Une troisième facette de ce problème concerne les processus situés de transformations institutionnelles. Comment mettre en œuvre des espaces, des programmes et du financement permettant des pratiques à contre-courant ? Au-delà d’expériences individuelles et limitées, comment investir plus frontalement les espaces de développement institutionnel de l’université afin de renverser à petite échelle le tournant néolibéral des institutions ? Ceux et celles qui contestent l’université comme espace de compétition délaissent trop souvent les tâches administratives qui sont pourtant celles qui permettent de donner une orientation et un projet social à un département ou une école. Notre réalité actuelle nous force à poser la question épineuse du comment changer nos institutions ici et maintenant. Si nous acceptons la proposition selon laquelle, pour transcender la logique disciplinante du milieu universitaire, une action concertée est nécessaire, il s’agirait donc de faire de l’université un lieu d’innovation sociale et de mobilisation collective. Ceci implique d’intégrer à notre pratique professionnelle engagée une forte dimension d’organisation collective afin de faire des gains concrets, pour matérialiser une forme de recherche engagée effective et une pédagogie qui lui corresponde. Ce questionnement, déjà à l’œuvre depuis quelques années (voir par exemple, l’Academic Manifesto ou cet essai à l’USP), est encore plus nécessaire dans un contexte d’urgence climatique où de nombreuses règles d’excellence académique font partie du problème (pensons a minima à la célébration de la conférence académique lointaine). Comment penser et créer des espaces universitaires répondant à d’autres logiques ? Ce défi invite à préfigurer, créer, collaborer, appartenir, et, ainsi, se reconnecter aux aspirations qui auront poussé plusieurs à s’engager sur le chemin d’une carrière universitaire.

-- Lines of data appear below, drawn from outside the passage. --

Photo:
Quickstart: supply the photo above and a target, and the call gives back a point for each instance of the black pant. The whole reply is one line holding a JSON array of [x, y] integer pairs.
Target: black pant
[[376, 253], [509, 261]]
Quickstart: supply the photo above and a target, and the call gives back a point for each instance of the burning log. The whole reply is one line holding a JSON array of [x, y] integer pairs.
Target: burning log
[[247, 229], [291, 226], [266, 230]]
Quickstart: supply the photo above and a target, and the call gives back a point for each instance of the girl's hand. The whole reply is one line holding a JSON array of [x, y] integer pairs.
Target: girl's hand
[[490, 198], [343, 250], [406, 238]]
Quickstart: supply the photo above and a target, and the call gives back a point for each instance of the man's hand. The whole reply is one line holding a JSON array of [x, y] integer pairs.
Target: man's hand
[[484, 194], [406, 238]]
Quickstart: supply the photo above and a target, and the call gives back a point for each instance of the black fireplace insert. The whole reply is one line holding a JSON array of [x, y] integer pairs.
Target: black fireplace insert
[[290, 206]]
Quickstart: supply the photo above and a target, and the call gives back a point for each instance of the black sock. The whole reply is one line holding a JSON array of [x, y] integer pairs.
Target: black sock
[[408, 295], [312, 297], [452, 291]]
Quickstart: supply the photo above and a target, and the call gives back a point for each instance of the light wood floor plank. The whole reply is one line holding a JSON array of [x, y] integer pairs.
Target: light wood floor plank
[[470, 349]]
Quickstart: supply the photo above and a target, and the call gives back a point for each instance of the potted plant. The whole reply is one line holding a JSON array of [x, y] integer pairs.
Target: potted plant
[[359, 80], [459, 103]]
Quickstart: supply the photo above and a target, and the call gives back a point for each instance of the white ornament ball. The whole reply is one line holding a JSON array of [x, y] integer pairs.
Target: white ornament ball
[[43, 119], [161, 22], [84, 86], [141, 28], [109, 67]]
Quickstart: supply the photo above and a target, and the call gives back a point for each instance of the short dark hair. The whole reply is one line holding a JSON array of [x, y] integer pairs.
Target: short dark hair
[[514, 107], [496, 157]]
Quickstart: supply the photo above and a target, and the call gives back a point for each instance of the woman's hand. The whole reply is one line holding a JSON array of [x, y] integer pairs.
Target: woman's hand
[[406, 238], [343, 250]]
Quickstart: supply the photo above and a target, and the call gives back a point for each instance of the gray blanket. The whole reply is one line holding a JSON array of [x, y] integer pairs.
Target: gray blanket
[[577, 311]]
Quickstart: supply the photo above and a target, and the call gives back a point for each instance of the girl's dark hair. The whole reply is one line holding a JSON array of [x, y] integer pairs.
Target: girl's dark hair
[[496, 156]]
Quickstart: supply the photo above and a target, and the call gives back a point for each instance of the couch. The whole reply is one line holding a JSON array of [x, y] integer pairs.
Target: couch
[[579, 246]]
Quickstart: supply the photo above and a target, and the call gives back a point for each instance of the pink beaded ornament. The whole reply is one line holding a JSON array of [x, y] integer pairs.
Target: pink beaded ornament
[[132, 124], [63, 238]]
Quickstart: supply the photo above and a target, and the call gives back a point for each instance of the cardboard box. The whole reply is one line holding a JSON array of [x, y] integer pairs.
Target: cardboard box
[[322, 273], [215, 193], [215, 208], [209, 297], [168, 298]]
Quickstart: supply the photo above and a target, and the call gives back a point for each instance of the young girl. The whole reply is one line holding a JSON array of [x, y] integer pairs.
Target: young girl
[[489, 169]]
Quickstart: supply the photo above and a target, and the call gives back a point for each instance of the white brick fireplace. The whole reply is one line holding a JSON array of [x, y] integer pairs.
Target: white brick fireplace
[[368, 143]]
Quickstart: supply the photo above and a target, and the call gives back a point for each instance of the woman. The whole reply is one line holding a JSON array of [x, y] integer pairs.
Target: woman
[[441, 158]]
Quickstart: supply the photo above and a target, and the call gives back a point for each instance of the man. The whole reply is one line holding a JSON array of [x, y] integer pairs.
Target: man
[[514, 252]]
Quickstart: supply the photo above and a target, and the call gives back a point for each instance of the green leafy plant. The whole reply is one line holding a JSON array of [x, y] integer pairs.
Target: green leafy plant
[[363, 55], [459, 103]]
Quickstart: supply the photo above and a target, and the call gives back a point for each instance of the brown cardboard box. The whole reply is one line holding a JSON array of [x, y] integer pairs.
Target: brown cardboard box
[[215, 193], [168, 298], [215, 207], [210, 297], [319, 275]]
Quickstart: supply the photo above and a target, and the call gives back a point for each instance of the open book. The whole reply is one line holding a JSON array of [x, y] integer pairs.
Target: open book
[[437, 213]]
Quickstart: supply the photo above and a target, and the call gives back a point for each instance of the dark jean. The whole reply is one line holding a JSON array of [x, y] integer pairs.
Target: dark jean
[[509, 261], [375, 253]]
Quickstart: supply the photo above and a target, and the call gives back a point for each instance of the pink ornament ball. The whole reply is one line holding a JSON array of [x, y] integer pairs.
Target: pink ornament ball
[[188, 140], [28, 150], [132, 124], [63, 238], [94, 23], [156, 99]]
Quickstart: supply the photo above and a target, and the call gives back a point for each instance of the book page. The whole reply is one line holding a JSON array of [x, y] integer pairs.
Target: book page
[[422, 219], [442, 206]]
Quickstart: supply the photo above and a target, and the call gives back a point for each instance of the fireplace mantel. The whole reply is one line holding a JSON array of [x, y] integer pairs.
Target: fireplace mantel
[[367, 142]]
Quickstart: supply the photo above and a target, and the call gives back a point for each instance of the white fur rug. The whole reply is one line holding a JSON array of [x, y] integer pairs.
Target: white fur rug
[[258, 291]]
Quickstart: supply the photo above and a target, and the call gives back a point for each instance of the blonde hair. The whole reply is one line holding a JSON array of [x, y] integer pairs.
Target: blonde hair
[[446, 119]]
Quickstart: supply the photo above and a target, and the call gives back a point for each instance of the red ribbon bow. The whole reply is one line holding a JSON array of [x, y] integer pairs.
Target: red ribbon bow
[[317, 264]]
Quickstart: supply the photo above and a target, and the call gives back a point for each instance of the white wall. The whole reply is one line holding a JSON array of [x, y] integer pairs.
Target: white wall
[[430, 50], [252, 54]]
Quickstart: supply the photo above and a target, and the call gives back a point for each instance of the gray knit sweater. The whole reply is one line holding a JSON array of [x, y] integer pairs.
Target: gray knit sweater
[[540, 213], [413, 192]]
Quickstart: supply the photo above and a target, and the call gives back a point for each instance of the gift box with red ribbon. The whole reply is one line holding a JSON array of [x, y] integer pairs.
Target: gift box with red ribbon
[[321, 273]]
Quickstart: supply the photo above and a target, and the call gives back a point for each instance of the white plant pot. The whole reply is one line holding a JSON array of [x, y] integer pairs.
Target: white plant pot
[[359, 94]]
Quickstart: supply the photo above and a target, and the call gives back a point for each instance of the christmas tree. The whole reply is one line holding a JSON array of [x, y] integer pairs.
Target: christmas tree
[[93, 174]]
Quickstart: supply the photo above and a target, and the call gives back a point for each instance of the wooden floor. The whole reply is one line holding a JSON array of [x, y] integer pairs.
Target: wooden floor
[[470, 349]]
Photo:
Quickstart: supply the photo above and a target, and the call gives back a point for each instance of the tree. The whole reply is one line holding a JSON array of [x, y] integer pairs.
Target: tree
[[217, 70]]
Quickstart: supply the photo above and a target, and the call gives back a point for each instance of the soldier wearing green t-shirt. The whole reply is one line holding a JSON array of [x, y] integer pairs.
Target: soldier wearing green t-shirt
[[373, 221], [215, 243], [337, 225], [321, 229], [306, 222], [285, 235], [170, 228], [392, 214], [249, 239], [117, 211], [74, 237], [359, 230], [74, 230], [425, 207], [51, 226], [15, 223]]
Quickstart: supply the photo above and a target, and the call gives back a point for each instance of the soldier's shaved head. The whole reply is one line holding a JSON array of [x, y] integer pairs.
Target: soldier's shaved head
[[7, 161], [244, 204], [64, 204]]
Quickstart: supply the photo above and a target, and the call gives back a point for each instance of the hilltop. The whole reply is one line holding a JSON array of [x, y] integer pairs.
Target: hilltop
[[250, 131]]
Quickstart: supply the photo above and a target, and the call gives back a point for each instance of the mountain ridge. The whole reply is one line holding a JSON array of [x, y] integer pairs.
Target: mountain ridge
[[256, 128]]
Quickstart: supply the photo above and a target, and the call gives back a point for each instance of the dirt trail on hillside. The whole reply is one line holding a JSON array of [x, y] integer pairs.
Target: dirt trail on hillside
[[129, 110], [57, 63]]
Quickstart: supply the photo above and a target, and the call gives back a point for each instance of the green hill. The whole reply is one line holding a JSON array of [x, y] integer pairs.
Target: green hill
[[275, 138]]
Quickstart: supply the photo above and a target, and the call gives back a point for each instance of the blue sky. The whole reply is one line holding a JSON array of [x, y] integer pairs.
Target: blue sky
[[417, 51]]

Nous vous convions donc à une journée d’échanges sur la pédagogie et l’engagement dans l’université.

  • Une proposition de communication n’est pas nécessaire à votre participation.
  • Veuillez nous confirmer votre intention de vous joindre à nous avant le 15 mars 2020 en précisant votre affiliation et courriel.
  • Des suggestions de communications, de sessions d’animation, ou d’autres types d’activités sont aussi bienvenues. Dans ce cas veuillez nous faire parvenir un titre et un résumé de 200 mots.

Pour confirmer votre présence, pour toutes informations ou pour transmettre des propositions,

veuillez contacter Philippe Dufort (pdufort@ustpaul.ca).

L’événement aura lieu à l’Atelier d’innovation sociale Mauril-Bélanger, 95 rue Clegg, Ottawa. 

 

Programme détaillé

merc. 8 avril

Mot de bienvenue par Philippe Dufort (Université Saint-Paul, CRITS) et Sylvain A. Lefèvre (UQAM, CRISES).

Quel bilan faisons-nous des multiples expérimentations de recherche partenariale / recherche action et quelles pistes s’offrent à nous dans le contexte actuel pour réfléchir à leur avenir? 

Avec la participation de : Isabel Heck (Paroles d’excluES/UQAM, CRISES), Sylvain A. Lefèvre (UQAM, CRISES).

Quelles pratiques pédagogiques émancipatrices sont aujourd’hui possibles au sein de nos institutions et qu’elles sont celles qui devraient inspirer les transformations à venir? 

Avec la participation de : Luc Audebrand (U. Laval, CRISES), Marc D. Lachapelle (HEC, CRITS), Lauren Levesque (Université Saint-Paul, CRITS).  Chantale Maillot (HEC, CRISES), Marlei Pozzebon (HEC, CRISES).

Comment transformer institutionnellement nos universités afin d’ouvrir des espaces émancipateurs ici et maintenant?

Avec la participation de : Jeanne-Marie Rugira (UQAR), Nadia Duguay (Exeko, CRITS), Philippe Dufort (Université Saint-Paul, CRITS).

Sur les bases construites au cours des ateliers de la matinée, des  nous engagerons en après-midi un dialogue situé sur les termes possible d’une action collective au sein de nos institutions universitaires afin d’ouvrir des espaces et des pratiques pédagogiques émancipatrices. Ce débat sera précédé d’une présentation de Louise Briand et Marie-Laure Dioh (UQO, CRISES) sur leur enquête en cours : « Exercice de la fonction professorale, cogestion et nouvelle gestion publique. Enquête auprès des professeures et professeurs dans les établissements de l’Université du Québec ».